Dead Write in my own field of expertise

Dead Write in my own field of expertise

The following is a version of a comment I offered in response to Joseph Tabbi’s recent article regarding his reflection on 300 works of digital literature.

I suspect Joseph Tabbi’s excellent article and the many subsequent intelligent replies, taken in the context of the current economic climate, surreptitiously suggest moot questions of cultural hegemony, exclusivity and potential unrest among future digital natives. Should I comment directly on the kernel of his original questions, i.e. Can I know if models of reception and commentary will conform, if these digital works will actually ‘work’ in a sense that is comparable to accepted or traditional literary understanding / criteria ? Erm.. no..I can only offer my own messy mispredictions below to mirror his lucid reflections above.

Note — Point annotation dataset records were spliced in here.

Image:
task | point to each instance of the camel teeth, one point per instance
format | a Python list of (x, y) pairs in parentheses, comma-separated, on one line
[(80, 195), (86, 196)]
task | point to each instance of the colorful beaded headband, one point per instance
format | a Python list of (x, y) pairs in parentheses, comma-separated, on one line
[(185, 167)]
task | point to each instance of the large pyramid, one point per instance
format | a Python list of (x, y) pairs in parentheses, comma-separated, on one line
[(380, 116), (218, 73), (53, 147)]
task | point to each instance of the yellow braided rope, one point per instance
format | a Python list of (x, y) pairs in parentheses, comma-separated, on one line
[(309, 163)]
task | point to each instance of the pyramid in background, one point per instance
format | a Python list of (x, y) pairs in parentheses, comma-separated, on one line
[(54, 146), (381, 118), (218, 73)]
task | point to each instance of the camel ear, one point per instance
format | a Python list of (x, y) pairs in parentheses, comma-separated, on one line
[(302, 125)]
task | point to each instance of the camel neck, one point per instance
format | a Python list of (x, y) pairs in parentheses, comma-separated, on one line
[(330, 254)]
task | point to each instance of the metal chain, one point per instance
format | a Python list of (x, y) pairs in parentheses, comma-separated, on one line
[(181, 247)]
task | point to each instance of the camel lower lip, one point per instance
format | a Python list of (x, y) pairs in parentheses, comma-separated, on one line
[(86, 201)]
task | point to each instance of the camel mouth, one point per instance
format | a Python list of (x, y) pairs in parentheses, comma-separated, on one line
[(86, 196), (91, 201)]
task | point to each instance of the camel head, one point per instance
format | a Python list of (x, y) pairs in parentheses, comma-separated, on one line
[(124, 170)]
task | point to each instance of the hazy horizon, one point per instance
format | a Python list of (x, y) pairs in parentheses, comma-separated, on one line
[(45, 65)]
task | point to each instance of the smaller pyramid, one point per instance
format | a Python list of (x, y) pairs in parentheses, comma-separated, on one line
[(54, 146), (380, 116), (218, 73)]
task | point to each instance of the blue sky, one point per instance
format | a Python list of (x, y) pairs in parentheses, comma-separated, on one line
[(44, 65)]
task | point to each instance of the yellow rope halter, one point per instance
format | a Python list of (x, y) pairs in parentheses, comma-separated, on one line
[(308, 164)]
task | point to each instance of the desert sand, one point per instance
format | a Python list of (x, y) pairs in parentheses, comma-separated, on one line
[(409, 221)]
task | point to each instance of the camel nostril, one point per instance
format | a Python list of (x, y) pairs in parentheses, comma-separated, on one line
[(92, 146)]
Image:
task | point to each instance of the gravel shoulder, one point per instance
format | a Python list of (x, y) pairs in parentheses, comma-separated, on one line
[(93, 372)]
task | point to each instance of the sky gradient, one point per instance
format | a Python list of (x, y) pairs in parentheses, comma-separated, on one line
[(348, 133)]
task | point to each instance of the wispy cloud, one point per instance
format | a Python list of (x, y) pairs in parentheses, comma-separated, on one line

In the year Robert Coover was reviewing dead trees, several naïve (geographically isolated) individuals, myself included, were experimenting with the initial hardware wave of personal computers, comparing the performances of then new Amstrads to our toddling two year old C64s. Like the web of Tim Bernier’s Lee, the mantra, “Save & Save often” had not fully entered common consciousness and anyway quarter inch tape was relatively expensive, consequently many ‘If Then Goto’ like textual/creatively conditional experiments, actual works, failures, innovations, were blown to a void beyond the bios. Maybe for the survival of the field it was just as well such barriers and gaps existed.
The academy and Eastgate developed, curated, preserved, evolved and promoted their own commercial vision/version – and anyone with any affinity with digital literature certainly respects even reveres Bernstein, Joyce, Bolter, et al - but by now clichéd notes ‘on Newtonian thinking in an Einsteinian universe’ have been hammered again and again, wave after wave, onto the doors of the academy, recently by people like ‘David Weinberger’.
Institutions IMHO introspective under a perceived threat from the current wave of de-commercialization, democratization, decentralization, demarcation of knowledge management and the nature of knowledge itself, will not jump to encourage the rise of a new Georgics ala Thomas Hughes, Rabelais rewritten by Rheingold’s mobs, or Shakespeare restructured by Surowiecki crowds or Shirky’s everybody. S(H)elf preservation must take precedent. (Certainly in Europe)
The majority of the academy resists such a wave, the evaporation of its brand of knowledge gate keeping, its central role in knowledge definition itself – into such high seas are today’s writers/creatives trying to birth works that may have those, contentious, confusing, fifth column like, ‘Digital Literature’ e-lit, tags applied. 
Emergence in such a pull paradigm, the era of the prosumer or produser – means hitting the high seas but getting that sheet music off the turntables, sound ideas and solid compositional principles, common values and aspirations but invalid formats, erroneously specialized, extinct, incompatible, ultimately irrelevant – irreconcilable – new round pegs for old academic squares. Will Digital literature be a free forum in the future or bound to it’s antecedent academic past- rigidly contained by the academy and fixed within categories of knowledge and understanding that are themselves shifting, dying or even dead. "To be dead" according to the rural Irish Poet Kavanagh, "is to stop believing in the masterpieces we will begin tomorrow..." I commend Joe Tabbi and other contributors for throwing shapes.. of life preserver that just might fit and save us from the next wave.